St Swithins Day de Grant Morrison 04Cuando yo tenía 19 no quería cumplir 20. Me sentía viejo, irremediablemente cerca a los 30 o a los 40. Así de viejo. El adolescente británico comparte esta preocupación. Más allá de los 20 hay una edad indefinible que para él es un sinónimo de la muerte. Horas antes de la llegada de Margaret Thatcher, pinta tres palabras en su cara: “chico neurótico marginal”. Hay instancias en las que no parece conciente de su cuerpo (sí es conciente, en cambio, de cómo es rechazado por otros). El único modo en el que puede inscribirse en el mundo es marcando su rostro. La escritura, entonces, crea el objeto. La escritura lo crea o recrea. Sería de interés contrastar la perspectiva de Hélène Cixous sobre la literatura femenina que rompe con la lógica lineal de su contraparte masculina. Al escribir sobre su propio cuerpo él nos hace reflexionar sobre “Escribiendo el cuerpo: hacia una comprensión de la escritura femenina” de Ann Rosalind Jones, porque, en definitiva, hay una carga sexual no resuelta en el personaje de Morrison.

Esto es absolutamente obvio en las escenas finales, vagabundeando como un fantasma en medio de una ruidosa multitud, él es conciente de una sola cosa: toda su vida ha sido ignorado, repudiado, nadie lo ha visto, así que ¿por qué deberían empezar a notar su presencia ahora que, con cada paso, se acerca más y más a la primera ministra de Inglaterra?

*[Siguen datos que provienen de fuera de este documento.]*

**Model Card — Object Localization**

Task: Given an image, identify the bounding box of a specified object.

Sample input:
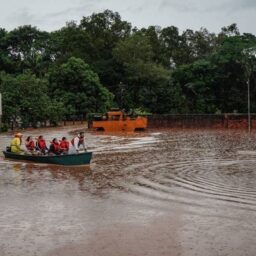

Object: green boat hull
[3,151,92,166]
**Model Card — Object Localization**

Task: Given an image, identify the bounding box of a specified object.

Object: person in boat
[25,136,36,154]
[48,138,62,155]
[36,135,48,155]
[60,137,69,154]
[70,132,86,153]
[11,132,24,154]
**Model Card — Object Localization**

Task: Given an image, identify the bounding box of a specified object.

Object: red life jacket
[71,136,84,147]
[60,140,69,150]
[38,139,47,150]
[26,140,35,151]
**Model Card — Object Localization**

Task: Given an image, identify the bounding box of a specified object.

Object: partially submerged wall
[148,114,256,129]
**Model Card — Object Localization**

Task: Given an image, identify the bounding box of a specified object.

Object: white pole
[247,78,251,133]
[0,93,3,131]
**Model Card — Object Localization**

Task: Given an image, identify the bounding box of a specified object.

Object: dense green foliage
[0,10,256,126]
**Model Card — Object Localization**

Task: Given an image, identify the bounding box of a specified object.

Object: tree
[0,73,64,127]
[49,57,113,117]
[4,26,53,77]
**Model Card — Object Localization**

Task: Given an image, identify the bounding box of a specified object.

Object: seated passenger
[36,135,48,155]
[60,137,69,154]
[11,133,24,154]
[49,138,61,155]
[25,136,39,155]
[70,132,86,154]
[25,136,36,153]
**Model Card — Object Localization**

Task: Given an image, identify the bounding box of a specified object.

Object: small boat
[3,151,92,165]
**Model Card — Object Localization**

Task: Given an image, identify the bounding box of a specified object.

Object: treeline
[0,10,256,127]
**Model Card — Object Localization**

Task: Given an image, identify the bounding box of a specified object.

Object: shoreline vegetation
[0,10,256,130]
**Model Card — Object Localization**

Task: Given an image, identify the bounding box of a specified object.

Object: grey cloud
[159,0,201,12]
[7,8,40,26]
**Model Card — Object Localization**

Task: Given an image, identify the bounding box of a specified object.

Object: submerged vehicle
[91,109,148,132]
[3,151,92,166]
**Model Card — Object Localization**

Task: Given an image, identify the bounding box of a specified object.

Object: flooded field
[0,127,256,256]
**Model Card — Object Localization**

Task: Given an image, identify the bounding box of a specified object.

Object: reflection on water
[0,127,256,255]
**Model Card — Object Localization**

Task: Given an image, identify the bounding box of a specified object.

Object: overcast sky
[0,0,256,35]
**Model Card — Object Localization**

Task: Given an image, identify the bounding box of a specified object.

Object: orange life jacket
[71,136,84,147]
[60,140,69,150]
[37,139,47,150]
[26,140,35,151]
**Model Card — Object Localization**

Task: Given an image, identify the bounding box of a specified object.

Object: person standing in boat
[36,135,48,155]
[70,132,86,154]
[49,138,62,155]
[11,132,24,154]
[60,137,69,154]
[25,136,36,154]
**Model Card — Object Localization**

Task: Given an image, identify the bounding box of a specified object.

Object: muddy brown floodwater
[0,127,256,256]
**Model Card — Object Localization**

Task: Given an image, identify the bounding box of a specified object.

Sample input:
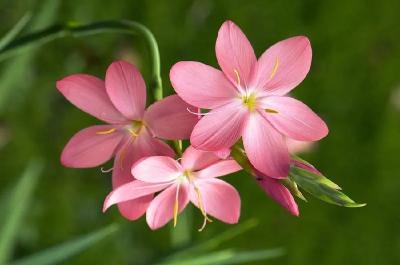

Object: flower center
[241,93,257,111]
[128,120,145,137]
[174,169,212,232]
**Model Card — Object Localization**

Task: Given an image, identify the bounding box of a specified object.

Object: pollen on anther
[96,128,117,135]
[233,69,240,87]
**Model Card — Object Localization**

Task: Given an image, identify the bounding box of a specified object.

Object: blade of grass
[0,160,43,264]
[11,224,118,265]
[0,12,32,50]
[0,0,60,112]
[157,248,284,265]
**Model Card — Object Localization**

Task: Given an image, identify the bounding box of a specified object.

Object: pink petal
[286,138,314,154]
[135,128,175,158]
[132,156,183,183]
[262,96,329,141]
[197,159,242,178]
[144,95,199,140]
[61,125,124,168]
[56,74,126,123]
[169,62,237,109]
[146,184,189,230]
[103,180,171,212]
[215,21,257,87]
[291,159,323,176]
[243,112,290,178]
[190,178,240,224]
[251,36,312,96]
[181,146,221,171]
[258,176,299,216]
[190,100,248,151]
[106,61,146,120]
[216,148,231,159]
[112,129,174,220]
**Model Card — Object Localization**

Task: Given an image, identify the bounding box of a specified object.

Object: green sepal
[289,163,366,208]
[280,178,308,202]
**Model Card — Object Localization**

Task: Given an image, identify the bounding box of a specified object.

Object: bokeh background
[0,0,400,265]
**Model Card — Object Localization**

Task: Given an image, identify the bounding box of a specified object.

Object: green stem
[0,20,163,100]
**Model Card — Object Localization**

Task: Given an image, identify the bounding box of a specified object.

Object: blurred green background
[0,0,400,265]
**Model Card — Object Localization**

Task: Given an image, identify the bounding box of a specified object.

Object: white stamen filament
[100,167,114,173]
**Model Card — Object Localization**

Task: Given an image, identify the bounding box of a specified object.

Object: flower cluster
[57,21,328,229]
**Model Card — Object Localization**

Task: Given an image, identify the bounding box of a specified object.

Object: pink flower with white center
[103,146,241,230]
[170,21,328,178]
[57,61,198,220]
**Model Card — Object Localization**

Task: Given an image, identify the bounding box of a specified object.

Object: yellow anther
[174,184,180,227]
[268,57,279,81]
[233,69,240,87]
[128,128,138,137]
[174,200,179,227]
[96,128,117,135]
[265,109,278,113]
[242,94,257,111]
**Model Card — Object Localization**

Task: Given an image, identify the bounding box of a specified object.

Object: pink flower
[104,146,241,229]
[170,21,328,178]
[57,61,198,220]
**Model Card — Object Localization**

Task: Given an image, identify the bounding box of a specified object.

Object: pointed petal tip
[102,192,113,213]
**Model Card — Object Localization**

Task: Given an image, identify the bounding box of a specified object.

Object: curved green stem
[0,20,163,100]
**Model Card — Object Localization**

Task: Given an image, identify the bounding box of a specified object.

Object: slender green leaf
[157,248,284,265]
[0,160,43,264]
[0,0,60,112]
[0,12,32,50]
[289,166,366,207]
[170,207,193,248]
[11,224,118,265]
[164,219,258,260]
[0,18,163,100]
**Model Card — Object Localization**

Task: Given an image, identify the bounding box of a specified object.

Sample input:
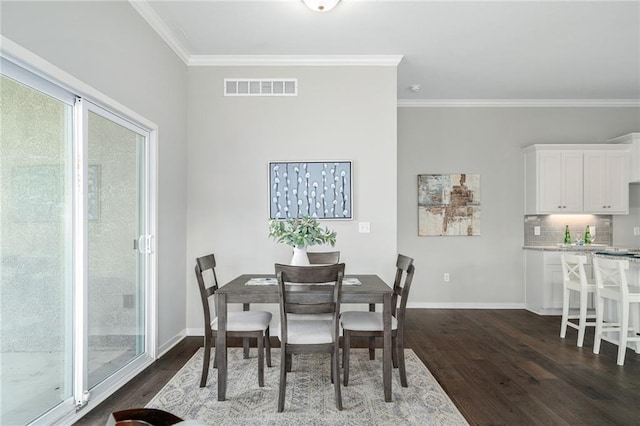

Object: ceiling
[130,0,640,106]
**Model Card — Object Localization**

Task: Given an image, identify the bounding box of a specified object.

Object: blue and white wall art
[269,161,353,219]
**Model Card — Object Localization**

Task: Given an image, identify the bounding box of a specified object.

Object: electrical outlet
[358,222,371,234]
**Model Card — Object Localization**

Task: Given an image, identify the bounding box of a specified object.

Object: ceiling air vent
[224,78,298,96]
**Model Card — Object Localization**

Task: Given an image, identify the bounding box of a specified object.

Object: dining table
[215,274,393,402]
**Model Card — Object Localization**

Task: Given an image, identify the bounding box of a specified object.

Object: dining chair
[340,254,415,388]
[307,251,340,265]
[275,263,345,413]
[195,254,271,387]
[560,254,596,348]
[593,257,640,365]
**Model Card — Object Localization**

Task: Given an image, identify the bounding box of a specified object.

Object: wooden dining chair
[275,263,345,413]
[195,254,271,387]
[307,251,340,265]
[340,254,415,388]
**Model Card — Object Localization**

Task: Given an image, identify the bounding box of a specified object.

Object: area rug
[147,348,467,425]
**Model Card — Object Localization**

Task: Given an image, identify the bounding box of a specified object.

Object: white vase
[291,247,310,266]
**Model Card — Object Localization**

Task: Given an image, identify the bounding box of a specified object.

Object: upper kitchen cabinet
[609,133,640,182]
[523,144,630,214]
[584,151,629,214]
[525,145,584,214]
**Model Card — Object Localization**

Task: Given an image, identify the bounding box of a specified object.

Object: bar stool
[593,257,640,365]
[560,254,596,348]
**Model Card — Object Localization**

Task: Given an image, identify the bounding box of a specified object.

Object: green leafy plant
[269,216,336,248]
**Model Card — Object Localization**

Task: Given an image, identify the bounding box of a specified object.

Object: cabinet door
[562,151,584,213]
[584,151,609,213]
[607,152,629,214]
[538,151,564,213]
[584,151,629,214]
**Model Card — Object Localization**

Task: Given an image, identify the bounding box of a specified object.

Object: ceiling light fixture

Y de hecho, llega a estar a pocos centímetros de distancia. Ahora es el momento de decidir qué hacer. Si acaso decidiese dispararle no habría vuelta atrás pero, al mismo tiempo, después de todo lo que ha hecho, no puede simplemente retirarse sin confrontar a la Dama de Hierro.

Esta es tal vez una de las historias más personales de Morrison. El autor escocés no responde ante editoriales o corporaciones sino a sus propias motivaciones artísticas. Y encuentra en Paul Grist al artista ideal para este proyecto. Paul Grist es la quintaesencia del artista independiente. Juntos encajan a la perfección, y le dan vida a cada página. “St. Swithin’s Day” fue originalmente publicada en cuatro capítulos en Trident Comics, y luego habría una recopilación de otra editorial independiente: Oni Press. Esa es la edición que tengo, y me alegra haberla comprado cuando lo hice, porque parece que ahora ya no es tan fácil de encontrar, por eso, si la ven un día, no la dejen escapar.

St Swithins Day de Grant Morrison 01St. Swithin’s Day
Guión: Grant Morrison
Dibujo: Paul Grist
Editorial: Trident Comics / Oni Press
Fecha de publicación: 1989-1990 (Trident # 1 – 4); 1998 (Oni)
Formato: 24 páginas en blanco y negro.